Kürt siyasal hareketine bakıldığında ise, hem çözüm sürecine hem de süreci doğrudan ilgilendiren IŞİD'in bölgedeki katliamlarının nasıl durdurulacağına dair bir politikasızlığın hâkim olduğu kriz siyasetine doğru HDP'nin sürüklendiği görülmekte. Dolayısıyla özellikle HDP'nin sol siyasal aktörlerinin şartlanmışlık üzerine inşa ettikleri siyasal pozisyonları, hem Kuzey Suriye'nin hem de çözüm sürecinin geleceğini doğrudan etkilemektedir. Bu bağlamda HDP, arkaik sol siyasal söyleme yaslanan ve daha çok kendi siyasi bekalarını düşünen aktörlerin siyasal aklına gittikçe daha çok mahkum olma tehlikesiyle karşı karşıya. Cumhurbaşkanlığı seçimi sürecinde Kürt siyasal hareketinin içindeki bazı aktörler bu tehlikeyi gördüğü için konuyu tartışmaya açmışlardı.
Aslında bu durum Kürt siyasetçilerin son iki konuda gösterdikleri çelişkide net olarak ortaya çıktı. İlki, HDP Eşbaşkanı Selahattin Demirtaş'ın, Başbakan Ahmet Davutoğlu ve Başbakan Yardımcısı Yalçın Akdoğan'la görüşmesinin ardından görüşmenin çok olumlu ve yapıcı geçtiğini belirterek "Bakanlar Kurulu Kararı olarak yayımlanan yol haritası niteliğindeki belgeyi çok önemli bulduklarını" açıklamasının hemen akabinde Kürt siyasal hareketinden bazı aktörlerin çözüm sürecinin bittiğine yönelik açıklamalarını sürdürmeleriydi.
İkincisi ise, tezkerenin Meclis'te onaylanmasına dair HDP'nin çelişkili tutumunda ortaya çıkmıştır. Hükümet, IŞİD tehdidinden kaçan 200 bine yakın Kürdü sınırdan geçirerek her türlü imkanı sağlamak için çaba göstermesine rağmen, HDP, IŞİD'le savaşta, Kürtleri yalnız bıraktığı iddiası başta olmak üzere birçok konuda hükümeti suçlamıştır.
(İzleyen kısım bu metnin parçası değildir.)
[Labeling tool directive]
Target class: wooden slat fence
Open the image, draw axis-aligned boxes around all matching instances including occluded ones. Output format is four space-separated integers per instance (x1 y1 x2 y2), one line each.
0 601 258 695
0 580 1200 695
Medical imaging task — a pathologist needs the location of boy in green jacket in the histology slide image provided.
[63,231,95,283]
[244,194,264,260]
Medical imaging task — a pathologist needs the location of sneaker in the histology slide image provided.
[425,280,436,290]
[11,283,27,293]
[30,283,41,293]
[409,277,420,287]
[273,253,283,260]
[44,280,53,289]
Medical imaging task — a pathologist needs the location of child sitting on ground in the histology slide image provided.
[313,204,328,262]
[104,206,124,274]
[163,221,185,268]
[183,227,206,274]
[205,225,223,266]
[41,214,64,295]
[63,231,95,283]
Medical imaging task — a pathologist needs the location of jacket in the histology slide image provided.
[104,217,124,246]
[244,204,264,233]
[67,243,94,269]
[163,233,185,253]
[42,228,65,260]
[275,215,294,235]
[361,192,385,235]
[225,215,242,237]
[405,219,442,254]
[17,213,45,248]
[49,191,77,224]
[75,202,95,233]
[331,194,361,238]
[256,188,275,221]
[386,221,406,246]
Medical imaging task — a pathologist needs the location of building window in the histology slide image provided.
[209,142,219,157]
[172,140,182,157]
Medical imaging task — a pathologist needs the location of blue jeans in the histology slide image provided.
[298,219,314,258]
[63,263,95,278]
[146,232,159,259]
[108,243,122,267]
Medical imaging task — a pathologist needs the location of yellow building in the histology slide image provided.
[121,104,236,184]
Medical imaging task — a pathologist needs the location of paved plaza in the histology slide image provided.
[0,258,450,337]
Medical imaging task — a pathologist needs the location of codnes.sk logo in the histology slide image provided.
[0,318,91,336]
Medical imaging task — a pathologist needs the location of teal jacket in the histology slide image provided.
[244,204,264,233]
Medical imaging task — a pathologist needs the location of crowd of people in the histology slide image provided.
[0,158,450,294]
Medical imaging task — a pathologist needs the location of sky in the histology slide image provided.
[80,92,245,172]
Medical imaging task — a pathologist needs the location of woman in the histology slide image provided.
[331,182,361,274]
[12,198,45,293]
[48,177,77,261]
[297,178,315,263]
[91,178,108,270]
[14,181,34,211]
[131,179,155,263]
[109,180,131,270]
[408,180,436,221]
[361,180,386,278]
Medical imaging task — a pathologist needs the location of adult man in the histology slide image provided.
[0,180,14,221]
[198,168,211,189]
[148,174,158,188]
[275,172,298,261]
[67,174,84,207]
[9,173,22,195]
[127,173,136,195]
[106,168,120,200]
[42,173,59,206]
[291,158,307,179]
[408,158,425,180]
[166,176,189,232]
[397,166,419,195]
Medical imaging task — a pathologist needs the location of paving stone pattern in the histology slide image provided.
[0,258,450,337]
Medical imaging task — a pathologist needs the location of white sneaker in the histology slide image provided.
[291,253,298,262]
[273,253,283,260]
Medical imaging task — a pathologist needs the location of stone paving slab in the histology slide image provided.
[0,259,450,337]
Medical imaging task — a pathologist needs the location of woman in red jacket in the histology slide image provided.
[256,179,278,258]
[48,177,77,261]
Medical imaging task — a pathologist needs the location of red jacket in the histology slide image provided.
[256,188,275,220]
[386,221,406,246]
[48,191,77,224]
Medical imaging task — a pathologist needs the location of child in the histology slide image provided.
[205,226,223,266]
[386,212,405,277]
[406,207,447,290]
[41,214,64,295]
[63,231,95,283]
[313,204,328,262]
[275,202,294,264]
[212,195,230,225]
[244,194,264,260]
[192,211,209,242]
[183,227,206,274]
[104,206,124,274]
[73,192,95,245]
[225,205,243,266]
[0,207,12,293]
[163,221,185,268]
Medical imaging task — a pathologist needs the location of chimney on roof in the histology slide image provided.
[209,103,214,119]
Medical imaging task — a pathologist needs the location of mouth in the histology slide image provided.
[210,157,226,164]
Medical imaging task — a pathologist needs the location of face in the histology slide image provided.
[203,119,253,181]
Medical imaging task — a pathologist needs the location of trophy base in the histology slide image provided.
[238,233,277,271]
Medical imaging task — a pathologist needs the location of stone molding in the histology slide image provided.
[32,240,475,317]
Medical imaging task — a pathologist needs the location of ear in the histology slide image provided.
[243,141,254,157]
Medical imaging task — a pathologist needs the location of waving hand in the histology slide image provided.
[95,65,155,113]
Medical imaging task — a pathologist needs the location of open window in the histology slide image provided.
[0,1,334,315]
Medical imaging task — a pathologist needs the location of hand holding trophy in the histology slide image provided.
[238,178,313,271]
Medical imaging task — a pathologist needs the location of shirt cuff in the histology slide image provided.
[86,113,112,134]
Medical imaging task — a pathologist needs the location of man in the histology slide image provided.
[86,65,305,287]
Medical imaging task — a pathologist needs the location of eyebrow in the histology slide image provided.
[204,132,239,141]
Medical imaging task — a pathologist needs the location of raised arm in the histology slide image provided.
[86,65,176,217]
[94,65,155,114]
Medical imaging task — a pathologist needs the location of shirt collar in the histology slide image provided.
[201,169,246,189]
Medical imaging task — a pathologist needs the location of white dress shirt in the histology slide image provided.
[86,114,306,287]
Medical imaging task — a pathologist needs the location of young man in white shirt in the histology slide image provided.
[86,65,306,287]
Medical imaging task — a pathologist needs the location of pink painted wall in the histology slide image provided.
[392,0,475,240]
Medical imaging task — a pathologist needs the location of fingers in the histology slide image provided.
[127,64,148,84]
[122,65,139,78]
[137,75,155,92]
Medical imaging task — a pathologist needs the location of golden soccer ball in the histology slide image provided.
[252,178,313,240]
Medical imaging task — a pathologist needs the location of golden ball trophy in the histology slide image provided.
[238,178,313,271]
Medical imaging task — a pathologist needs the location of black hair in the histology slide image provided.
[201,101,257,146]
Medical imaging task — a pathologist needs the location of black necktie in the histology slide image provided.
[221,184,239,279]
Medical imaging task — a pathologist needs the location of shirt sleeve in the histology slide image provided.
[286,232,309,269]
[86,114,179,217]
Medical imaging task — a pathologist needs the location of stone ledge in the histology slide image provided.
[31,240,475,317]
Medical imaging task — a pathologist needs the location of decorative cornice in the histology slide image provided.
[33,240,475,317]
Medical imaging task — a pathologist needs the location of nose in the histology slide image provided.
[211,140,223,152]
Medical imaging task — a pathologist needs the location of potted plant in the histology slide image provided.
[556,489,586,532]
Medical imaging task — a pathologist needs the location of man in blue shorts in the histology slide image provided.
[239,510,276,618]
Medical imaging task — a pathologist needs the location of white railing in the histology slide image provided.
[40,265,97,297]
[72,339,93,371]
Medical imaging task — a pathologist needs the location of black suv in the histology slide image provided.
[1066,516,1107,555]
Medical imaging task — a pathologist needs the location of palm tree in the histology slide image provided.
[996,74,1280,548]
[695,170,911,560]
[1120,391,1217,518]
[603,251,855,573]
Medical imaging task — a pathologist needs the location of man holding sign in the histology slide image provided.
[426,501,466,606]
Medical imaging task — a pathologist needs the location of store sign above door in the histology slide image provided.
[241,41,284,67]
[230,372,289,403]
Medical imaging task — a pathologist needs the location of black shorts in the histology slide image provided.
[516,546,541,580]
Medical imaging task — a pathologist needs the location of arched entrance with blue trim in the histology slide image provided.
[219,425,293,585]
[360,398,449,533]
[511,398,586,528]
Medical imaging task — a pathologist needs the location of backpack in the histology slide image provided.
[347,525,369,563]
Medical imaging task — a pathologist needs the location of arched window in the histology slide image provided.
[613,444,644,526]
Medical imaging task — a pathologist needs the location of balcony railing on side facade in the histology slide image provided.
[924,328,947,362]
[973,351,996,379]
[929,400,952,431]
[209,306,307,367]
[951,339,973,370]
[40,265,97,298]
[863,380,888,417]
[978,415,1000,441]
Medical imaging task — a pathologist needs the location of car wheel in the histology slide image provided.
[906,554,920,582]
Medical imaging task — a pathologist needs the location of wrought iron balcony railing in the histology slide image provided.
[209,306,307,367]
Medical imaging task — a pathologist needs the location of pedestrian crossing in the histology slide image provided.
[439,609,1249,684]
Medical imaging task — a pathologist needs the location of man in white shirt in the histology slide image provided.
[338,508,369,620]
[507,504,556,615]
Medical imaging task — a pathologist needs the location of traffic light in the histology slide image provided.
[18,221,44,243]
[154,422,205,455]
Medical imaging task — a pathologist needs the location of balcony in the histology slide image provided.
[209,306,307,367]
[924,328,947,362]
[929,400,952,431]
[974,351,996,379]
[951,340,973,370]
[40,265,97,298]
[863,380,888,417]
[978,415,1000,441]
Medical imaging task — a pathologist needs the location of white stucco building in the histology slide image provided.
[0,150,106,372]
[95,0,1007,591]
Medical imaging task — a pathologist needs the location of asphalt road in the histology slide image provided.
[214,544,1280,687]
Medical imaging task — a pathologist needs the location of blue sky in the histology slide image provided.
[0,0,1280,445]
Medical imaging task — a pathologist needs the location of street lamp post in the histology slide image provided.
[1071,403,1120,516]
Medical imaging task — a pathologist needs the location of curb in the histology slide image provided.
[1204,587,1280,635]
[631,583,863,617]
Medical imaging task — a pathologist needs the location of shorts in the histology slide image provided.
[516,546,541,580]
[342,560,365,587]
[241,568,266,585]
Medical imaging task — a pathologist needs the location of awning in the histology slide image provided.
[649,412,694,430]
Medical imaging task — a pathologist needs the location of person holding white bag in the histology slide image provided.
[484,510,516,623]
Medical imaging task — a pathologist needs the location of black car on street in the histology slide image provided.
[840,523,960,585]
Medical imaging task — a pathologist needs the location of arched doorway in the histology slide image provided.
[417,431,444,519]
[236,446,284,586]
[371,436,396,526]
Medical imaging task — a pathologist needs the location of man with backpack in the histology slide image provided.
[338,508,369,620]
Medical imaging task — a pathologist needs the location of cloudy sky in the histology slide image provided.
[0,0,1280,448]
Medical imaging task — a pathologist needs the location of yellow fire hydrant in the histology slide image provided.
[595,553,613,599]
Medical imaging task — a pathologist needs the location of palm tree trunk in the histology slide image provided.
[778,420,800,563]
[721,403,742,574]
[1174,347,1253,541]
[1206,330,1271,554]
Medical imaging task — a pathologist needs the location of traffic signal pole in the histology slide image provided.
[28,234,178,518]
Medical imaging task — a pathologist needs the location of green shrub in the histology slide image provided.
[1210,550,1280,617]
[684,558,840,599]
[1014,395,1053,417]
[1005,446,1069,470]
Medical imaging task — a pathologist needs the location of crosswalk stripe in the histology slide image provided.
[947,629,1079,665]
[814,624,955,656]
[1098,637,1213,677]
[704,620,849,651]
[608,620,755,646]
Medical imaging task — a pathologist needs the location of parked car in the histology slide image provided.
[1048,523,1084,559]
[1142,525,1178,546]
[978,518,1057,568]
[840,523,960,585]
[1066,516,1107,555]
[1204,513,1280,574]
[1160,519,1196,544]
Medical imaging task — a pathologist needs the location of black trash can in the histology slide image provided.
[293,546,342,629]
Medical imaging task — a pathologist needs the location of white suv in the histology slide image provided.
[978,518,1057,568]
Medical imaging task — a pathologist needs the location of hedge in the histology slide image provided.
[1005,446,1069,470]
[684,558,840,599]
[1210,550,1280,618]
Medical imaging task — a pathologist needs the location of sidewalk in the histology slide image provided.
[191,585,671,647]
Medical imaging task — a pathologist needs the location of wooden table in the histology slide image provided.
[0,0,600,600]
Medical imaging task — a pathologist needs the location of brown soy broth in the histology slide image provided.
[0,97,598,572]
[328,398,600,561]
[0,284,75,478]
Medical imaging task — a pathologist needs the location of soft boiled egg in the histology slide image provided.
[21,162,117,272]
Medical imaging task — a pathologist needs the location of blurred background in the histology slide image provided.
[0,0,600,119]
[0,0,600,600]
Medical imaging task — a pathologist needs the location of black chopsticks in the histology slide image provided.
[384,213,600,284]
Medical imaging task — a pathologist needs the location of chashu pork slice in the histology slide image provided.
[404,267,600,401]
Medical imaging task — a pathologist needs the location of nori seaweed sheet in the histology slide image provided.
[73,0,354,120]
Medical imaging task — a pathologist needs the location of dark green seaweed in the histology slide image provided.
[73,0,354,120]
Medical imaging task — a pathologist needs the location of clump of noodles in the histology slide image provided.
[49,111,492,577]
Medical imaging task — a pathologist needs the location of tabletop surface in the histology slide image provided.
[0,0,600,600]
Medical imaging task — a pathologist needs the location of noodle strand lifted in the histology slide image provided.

HDP'li bazı siyasetçiler, Rojava'yı IŞİD katliamından kurtaracak olan hükümet tezkeresini, Kürtlere yönelikmiş gibi göstererek tezkerenin reddi yönünde oy kullanılmasını sağlamışlardır. Dolayısıyla önceki açıklamalarının tam tersi bir yöne savrulmuşlar bunu yaparken "savaş karşıtlığı" gibi bir argümana da sarılmışlardır.
Tüm bu çelişkiler göz önüne alındığında bu durumun ortaya çıkardığı husus, çözüm süreci ile HDP'li bazı siyasetçilerin siyasi konum ve bekaları arasındaki ilişkidir. Süreç ertelendiği müddetçe mevcut konumları devam edecektir. Kürt toplumunun çözüm sürecine yönelik olumlu tavrı dikkate alındığında, demokratik Kürt siyaseti, Kürt halkının menfaatini gözetmeyen siyasetçileri saf dışı bırakacaktır. Dolayısıyla kendi arkaik sol söylemlerinin halk nezdinde çok bir karşılığının olmadığını düşünen aktörler, Kürt meselesi üzerinden siyasi ömürlerini uzatmaya çalışmaktadırlar.